Conserving Everyday Heritage (Repair Café I)

By Carmen Vida and Dean Sully –

Back in December 2017, we told you about how UCL Conservation staff and students had initiated the UCL Repair Café (When Heritage Mending Meets DIY Repair | Conservation Lab Chat (wordpress.com)). This coincided with BBC2 taking up the challenge of turning heritage repair into reality TV airing a new series, The Repair Shop, presented as ‘an antidote to throwaway culture’. The series has been a real success and ‘upgraded’ to BBC1 in 2019, and then to prime time in 2020. We think that it is no coincidence that our first UCL Repair Café and the BBC Repair Shop started at the same time. This could be symptomatic of a real need for people to actively participate in caring for their valued things. The gap that a broken object leaves in our lives can be bridged by its transformation through repair. As conservators, we are aware of the joy of transforming an object as part of our work, and it is great to able to find ways to share this joy with others.  So there are mutual benefits to people and their objects in the remaking of a broken thing, so that it can once again function as expected, or as hoped.

The Repair Café also reflects the many ways that people understand heritage, not simply as the application of the Authorised Heritage Discourse to the museum objects and heritage places of our professional practice, but as an intense an intimate engagement with the stuff of everyday life. This connects us to family, to loss, to memory, in the stories that we tell of ourselves and others, and in the value we place in certain objects and places.

A large UCL Repair Café took place on 28th March 2019, entitled “Fixing a Broken Britain by Mending Things”. This was run as part of UCL’s Centre for Critical Heritage Studies Showcase Week. The thought behind it? That in an uncertain world, it makes sense to be able to fix your own stuff.  That ‘Doing-it-Together’ is more productive than ‘Doing-it-Yourself’. That repair, conservation, maintenance, should not be afterthoughts, or the special treatment we give to a few precious designated objects, but rather a central principle of sustainability and of socially and ecologically just cycles of production and consumption. ‘to repair damaged places and make flourishing multi-species futures’ (Haraway 2016, 146).

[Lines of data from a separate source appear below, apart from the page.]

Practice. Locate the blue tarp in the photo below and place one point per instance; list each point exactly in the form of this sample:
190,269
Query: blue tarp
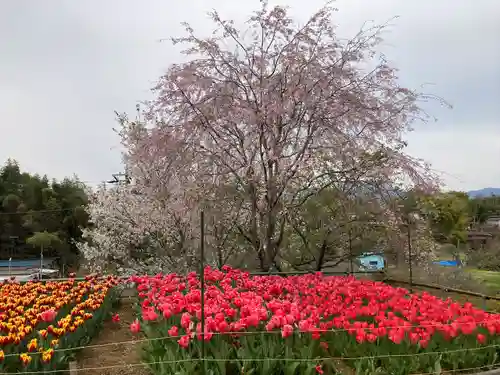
25,263
448,263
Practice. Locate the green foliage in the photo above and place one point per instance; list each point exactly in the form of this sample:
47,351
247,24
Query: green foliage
481,208
448,214
36,211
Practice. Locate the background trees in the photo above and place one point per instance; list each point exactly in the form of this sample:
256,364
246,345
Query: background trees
278,133
32,204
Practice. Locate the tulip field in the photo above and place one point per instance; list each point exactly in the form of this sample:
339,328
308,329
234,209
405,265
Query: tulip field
40,322
311,324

28th March 2019: another busy Repair Café in the South Cloisters at UCL

Repair Cafés do not work in the way the Repair Shop is run: we do not want people to leave their object with an ‘expert’ for them to fix, rather we want the Café to be an playful opportunity for them to learn the skills required to care for their own valued things, however ordinary they may be. In doing so, it seeks to build capacity for people to care for their own heritage in their own ways.

The musical instruments repair station

The 2019 UCL Repair Café turned out to be a thought-provoking mix of DIY, fixing hacks, and conservation, with some of the boundaries around specialist knowledge becoming blurred. Textiles conservators and Stitch in Time sewing experts, for instance, were in tables side by side, sharing practical knowledge and working with people to repair their clothes and textiles. Two different approaches that hopefully enriched each other over the few hours they worked together (there was a lot of mutual tool envy!). The juxtaposition of repair and conservation activities reveals the boundaries between everyday and heritage, to be arbitrary.

Textile Conservators and Stitch in Time sat side by side, with a very clear line of Hazard Tape marking the arbitrary distinction between Conservation and ‘the real world’

Our UCL Repair Cafés (and the popularity of the Repair Shop) highlight that although we often act as if heritage is about the past, it is really about the present and the future.  As a vehicle for sharing conservators’ skills, our Repair Café events have provided opportunities to embed our practice within the actions required for living as-well-as-possible in preferred future, more-than-human worlds. This aligns caring for heritage as an innovative response to contemporary challenges and opportunities for diverse sustainable innovation.

And talking of present and future… Our plans were for another Repair Café with conservators on site in 2020, but then 2020 “happened” and became 2021, and plans got postponed. A new Repair Café will take place once it becomes possible, so in the meantime, we have decided to dedicate a few blogs to heritage repairs and kitchen sink conservation: there may be things there that you feel you can try with some object at home that needs to be mended (disclaimer: at your own risk!).

We are hoping to deliver online Repair Cafés, and we would like to have your suggestions for what should be included. Do you have any favourite repair ‘recipes’ that could be done at home? We would like to add yours to some of ours (Kintsugi, casein-porcelain repairs, Boro, maintainsplaining, etc.)